Honiara, Solomon Islands – Twelve (12) Community Legal Advocates (CLAs) who are based in the provinces of Malaita (North and South), Western (Seghe, Shortlands, Vella la Vella and Kolombangara) and Temotu (Santa Cruz and Lomlom) have now fine-tuned their skills in basic law, legal rights, awareness raising, mediation and problem solving following the conclusion of their nine-day refresher training this week.
The work of the CLAs has benefitted over 9000 individuals whose access to the formal legal system is limited by their physical access, awareness and high costs borne by both individuals in accessing services and by government in supplying sufficient quantity and quality of service delivery to the outlying provinces.
In their community awareness programmes, the CLAs provide information on the Public Solicitor’s Office (PSO).
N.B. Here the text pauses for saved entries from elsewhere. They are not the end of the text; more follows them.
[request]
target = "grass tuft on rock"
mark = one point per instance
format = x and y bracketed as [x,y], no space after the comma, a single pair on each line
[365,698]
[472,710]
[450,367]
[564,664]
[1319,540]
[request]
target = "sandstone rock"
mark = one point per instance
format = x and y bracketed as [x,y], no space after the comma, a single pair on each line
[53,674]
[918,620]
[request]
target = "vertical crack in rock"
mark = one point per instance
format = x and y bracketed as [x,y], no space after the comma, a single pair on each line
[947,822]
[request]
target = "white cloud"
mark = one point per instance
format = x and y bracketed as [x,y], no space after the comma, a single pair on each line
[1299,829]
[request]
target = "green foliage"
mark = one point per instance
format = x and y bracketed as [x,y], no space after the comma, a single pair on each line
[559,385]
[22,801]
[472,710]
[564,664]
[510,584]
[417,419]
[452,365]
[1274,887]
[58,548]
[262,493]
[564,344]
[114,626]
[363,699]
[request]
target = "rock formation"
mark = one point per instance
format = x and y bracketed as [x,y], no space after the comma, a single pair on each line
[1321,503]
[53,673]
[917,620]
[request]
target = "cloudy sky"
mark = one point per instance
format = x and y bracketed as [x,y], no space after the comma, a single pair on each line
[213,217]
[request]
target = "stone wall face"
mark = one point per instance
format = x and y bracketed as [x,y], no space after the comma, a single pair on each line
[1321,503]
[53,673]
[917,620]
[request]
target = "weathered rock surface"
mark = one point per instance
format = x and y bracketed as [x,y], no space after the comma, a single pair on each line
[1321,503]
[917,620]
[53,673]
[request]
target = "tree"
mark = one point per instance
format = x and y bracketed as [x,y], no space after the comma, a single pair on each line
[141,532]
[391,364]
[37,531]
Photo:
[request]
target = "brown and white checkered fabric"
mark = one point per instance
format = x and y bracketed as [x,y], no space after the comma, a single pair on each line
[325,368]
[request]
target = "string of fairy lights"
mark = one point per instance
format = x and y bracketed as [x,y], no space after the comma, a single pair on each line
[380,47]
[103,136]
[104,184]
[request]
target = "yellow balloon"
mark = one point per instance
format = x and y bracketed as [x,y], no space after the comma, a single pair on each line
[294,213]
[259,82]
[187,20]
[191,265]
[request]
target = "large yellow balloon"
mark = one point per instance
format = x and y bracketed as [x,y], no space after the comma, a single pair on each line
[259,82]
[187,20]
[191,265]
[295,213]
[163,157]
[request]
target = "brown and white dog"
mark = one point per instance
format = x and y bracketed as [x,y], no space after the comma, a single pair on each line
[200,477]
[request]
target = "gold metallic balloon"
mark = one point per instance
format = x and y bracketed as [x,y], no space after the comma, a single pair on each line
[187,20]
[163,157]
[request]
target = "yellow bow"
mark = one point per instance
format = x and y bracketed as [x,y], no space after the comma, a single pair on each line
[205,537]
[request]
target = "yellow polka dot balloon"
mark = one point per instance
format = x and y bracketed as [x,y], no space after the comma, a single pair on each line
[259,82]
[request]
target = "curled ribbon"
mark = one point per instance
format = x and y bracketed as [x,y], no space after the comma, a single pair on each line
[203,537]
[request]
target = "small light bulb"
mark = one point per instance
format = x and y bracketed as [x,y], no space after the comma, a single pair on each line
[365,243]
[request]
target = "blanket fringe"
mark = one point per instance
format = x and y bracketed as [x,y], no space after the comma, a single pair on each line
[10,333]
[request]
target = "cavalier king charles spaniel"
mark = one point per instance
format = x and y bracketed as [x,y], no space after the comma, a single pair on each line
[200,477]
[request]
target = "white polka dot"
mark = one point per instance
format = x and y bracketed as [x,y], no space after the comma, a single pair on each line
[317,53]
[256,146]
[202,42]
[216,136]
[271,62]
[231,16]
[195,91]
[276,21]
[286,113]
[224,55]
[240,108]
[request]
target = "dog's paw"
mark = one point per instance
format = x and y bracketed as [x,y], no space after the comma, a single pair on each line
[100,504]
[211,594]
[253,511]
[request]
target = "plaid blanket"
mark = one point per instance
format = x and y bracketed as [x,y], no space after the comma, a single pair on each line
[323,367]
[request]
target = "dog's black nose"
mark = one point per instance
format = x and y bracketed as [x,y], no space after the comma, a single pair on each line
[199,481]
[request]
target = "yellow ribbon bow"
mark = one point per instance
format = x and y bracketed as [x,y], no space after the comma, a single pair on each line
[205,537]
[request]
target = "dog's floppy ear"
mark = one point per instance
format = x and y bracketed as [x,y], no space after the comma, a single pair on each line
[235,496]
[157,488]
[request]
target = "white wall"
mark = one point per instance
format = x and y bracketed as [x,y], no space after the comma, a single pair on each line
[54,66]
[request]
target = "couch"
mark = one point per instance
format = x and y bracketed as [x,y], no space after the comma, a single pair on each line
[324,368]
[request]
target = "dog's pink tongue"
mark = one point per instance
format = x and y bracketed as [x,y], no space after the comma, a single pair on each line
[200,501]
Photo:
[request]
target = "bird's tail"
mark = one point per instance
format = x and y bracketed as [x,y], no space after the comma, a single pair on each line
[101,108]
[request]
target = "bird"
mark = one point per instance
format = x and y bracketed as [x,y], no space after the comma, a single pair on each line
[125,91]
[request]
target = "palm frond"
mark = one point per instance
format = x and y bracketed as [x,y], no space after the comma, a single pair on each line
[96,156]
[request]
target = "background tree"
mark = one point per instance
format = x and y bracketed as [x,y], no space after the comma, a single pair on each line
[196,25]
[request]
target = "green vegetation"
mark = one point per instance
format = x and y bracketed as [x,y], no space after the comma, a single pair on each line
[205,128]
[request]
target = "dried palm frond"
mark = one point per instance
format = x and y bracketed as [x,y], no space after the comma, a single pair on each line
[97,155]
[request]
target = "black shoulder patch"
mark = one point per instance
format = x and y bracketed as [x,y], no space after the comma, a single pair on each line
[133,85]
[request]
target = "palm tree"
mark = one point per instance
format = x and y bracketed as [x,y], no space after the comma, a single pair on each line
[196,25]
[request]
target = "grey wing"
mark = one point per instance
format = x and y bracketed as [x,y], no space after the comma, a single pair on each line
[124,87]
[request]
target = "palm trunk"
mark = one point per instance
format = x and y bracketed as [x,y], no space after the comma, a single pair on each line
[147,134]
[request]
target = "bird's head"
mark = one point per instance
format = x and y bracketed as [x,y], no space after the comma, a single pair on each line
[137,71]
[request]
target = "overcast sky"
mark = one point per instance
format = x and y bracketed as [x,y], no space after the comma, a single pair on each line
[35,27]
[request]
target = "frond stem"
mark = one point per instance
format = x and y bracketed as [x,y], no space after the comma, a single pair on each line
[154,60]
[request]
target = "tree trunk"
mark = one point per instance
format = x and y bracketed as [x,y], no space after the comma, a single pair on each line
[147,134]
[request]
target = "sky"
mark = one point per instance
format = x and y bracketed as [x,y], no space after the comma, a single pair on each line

The PSO is the equivalent of Legal Aid Office in other countries and provides free legal representation and advice to those that need it.
Some of the usual questions asked by community members in remote locations include, can we report a crime to the PSO? Does the Police have the same responsibilities as the PSO? Does the PSO represent both parties (the offender and the victim) in any issues?
The training which ended on Tuesday 30 March, was organized by the United Nations Development Programme (UNDP) through the Access Justice Project, which is supported by the Australian Government in partnership with the Ministry of Justice and Legal Affairs through the PSO.
“By definition, CLAs are grassroot advocates who use the knowledge and skills built from training such as this to seek concrete solutions from formal justice institutions,” said Access to Justice Project Manager, Grace Kiernan.
“As part of their primary role, the CLAs provide a PSO presence at the rural community level, linking the community to the formal justice system which benefits those most marginalized.”
She added, “Depending on a given case, they apply tools and skills which include mediation, education, advocacy and referrals, to justice providers and the PSO as a public facing justice institution of the Solomon Islands Government.”